Desjani was just being pragmatic, then. Or justifying her actions on pragmatic grounds. He wondered which it was. Geary’s eyes strayed back to the display of Lakota Star System. He looked at the data for the main inhabited world, at the representations of colonies on other worlds or moons, at the orbital facilities and the civilian space traffic that hadn’t yet reached a place where the crews could take refuge if the Alliance fleet sent warships after them. And at the clusters of small symbols that marked escape pods from Syndic warships and repair ships fleeing for safety. Hundreds, probably thousands of Syndic personnel in those escape pods, but Geary didn’t want an estimate of their numbers. They wouldn’t stand a chance if the energy discharge from the collapsing gate had any power at all, and there was nothing he could do about it. “I need a broadcast to the entire star system.”

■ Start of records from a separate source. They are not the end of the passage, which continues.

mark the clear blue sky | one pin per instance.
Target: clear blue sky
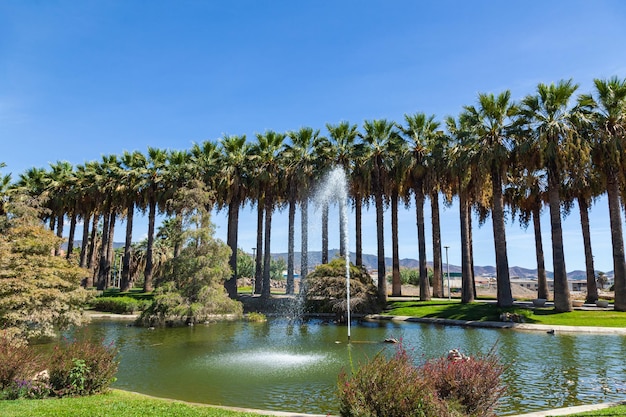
(81, 79)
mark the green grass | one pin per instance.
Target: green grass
(619, 410)
(479, 311)
(113, 404)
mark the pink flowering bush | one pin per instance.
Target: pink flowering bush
(454, 385)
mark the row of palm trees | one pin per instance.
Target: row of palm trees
(550, 148)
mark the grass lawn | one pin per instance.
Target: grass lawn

How do you tell so many people that death may already be on its way? Geary tried to speak calmly, but knew his voice sounded bleak. “People of Lakota Star System, the Syndicate Worlds’ warships at your hypernet gate have opened fire on it to prevent its use by the Alliance fleet. By the time you receive this message, the hypernet gate will certainly have collapsed. When it does so, a burst of energy will be released, a burst which could be powerful enough to wipe out all life in this star system. If we’re fortunate, the energy burst will be much weaker than that, but it could easily be extremely dangerous to all human lives, ships, and installations in this star system. I urge you to take all possible measures in the very short time available to protect yourselves.”